Without more evidence to the contrary, Sherman said, the evidence shows that Brackenbury was not intoxicated but that he mistakenly chose to pass another vehicle. “A mistaken choice; but not a criminally negligent choice,” he wrote.

Sherman also refuted the aggravated assault by vehicle charge, arguing that the charge applies when a defendant causes another person serious bodily injury, meaning a bodily injury which creates a substantial risk of death, or which causes serious permanent disfigurement, impairment or loss of function.

“In this case, the decedent did not suffer an injury that created a ‘substantial risk of death,’ he suffered actual death,” Sherman wrote.

Another element of the case that Sherman attacked was the blood evidence gathered by police to determine Brackenbury’s level of intoxication. Sherman said Brackenbury’s blood was sampled within minutes of the accident to establish a blood-alcohol content reading, but a township police officer failed to properly store the sample.

“Now, the blood sample is worthless because it’s contaminated,” Sherman wrote. He claimed the failure to preserve the evidence, which may have actually proved Brackenbury was not legally intoxicated, amounts to a violation of his state and federally protected constitutional right to due process under the law.

Furthermore, Sherman indicated that Brackenbury had never consented to have the blood drawn nor was a warrant obtained to collect blood evidence. Sherman’s filing indicated that prosecutors allege Brackenbury’s blood-alcohol level was above .16 percent, which is twice the legal limit.

Sherman claimed that a blood sample obtained at UPMC-Mercy in Pittsburgh while Brackenbury was there for treatment following the crash was not whole blood but instead plasma and is, therefore, inadmissible as evidence.

Sherman also contended that the warrants obtained to seize Brackenbury’s vehicle and search it were “patently overbroad” and not based on probable cause, thereby making them unlawful warrants.

Additionally, Sherman argued that statements Brackenbury made to the police at the scene of the crash should be suppressed because Brackenbury was not informed of his right against self-incrimination and right to have legal counsel present during questioning, although he was not yet under arrest.

“When analyzing the situation from the perspective of the accused, the officers’ show of authority in authorizing a blood draw and ordering the actions of personnel around the scene, any reasonable person would feel that they do not have the ability to leave,” Sherman wrote. “Since it is patently clear that his freedom of action was restricted, the officers necessarily should have apprised Mr.

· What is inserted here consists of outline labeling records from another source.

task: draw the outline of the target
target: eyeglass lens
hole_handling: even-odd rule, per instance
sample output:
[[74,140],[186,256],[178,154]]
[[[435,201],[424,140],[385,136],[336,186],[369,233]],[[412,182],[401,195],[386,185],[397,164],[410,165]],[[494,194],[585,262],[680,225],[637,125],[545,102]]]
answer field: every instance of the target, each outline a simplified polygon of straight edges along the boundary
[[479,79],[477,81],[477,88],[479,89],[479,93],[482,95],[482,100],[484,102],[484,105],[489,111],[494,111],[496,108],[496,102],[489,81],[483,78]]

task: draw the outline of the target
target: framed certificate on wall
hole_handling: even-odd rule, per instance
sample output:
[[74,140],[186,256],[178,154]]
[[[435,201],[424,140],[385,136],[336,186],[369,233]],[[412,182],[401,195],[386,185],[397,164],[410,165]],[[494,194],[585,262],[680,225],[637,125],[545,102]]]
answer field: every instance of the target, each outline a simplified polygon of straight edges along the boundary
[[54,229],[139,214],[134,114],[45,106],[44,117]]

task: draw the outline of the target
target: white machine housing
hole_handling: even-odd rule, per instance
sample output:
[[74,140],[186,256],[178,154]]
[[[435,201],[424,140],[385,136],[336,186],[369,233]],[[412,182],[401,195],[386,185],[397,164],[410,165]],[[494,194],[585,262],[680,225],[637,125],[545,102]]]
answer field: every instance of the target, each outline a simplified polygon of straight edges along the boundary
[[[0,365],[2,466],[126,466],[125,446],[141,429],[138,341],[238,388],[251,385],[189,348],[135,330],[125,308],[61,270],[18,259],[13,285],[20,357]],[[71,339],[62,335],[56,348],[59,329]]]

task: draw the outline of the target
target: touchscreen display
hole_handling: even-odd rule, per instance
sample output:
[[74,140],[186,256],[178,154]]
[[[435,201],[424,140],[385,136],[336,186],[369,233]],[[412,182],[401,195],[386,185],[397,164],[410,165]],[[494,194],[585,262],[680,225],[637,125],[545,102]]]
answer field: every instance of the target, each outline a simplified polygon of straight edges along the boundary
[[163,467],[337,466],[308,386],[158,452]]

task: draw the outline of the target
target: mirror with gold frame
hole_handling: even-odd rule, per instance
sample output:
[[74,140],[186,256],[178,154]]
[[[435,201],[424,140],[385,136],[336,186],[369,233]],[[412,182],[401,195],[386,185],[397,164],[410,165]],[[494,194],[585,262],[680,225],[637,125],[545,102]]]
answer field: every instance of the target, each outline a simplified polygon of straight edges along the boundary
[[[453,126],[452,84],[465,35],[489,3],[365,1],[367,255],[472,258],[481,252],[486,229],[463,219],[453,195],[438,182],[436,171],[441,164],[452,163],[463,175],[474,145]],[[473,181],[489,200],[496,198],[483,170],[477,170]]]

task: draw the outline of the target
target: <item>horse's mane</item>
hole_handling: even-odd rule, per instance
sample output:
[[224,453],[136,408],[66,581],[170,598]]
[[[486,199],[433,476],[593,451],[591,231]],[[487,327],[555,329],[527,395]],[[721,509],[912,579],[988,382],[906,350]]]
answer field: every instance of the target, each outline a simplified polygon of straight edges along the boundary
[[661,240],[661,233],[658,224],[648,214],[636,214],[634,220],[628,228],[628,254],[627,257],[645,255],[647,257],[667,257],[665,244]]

Brackenbury of his rights before questioning him.”

In summary, Sherman stated, “The officers did not observe the defendant slurring his speech or displaying glassy bloodshot eyes. The officers did not personally witness, nor did they hear testimony about the defendant’s driving that indicated intoxication such as swerving outside of his lane.

The officers became aware that the area of the accident has been the site of two other fatal accidents in the last five years.

When taken together, the facts serve to explain the reason for the defendant’s accident, rather than indicate he was intoxicated.

The facts indicate that there is a very logical explanation for an odor of alcohol — the beer bottles (purchased by Brackenbury 20 minutes prior to the crash) smashing.” He concluded that the commonwealth has failed to establish evidence sufficient to move forward with the case.

A judge will rule on the motion at a later date.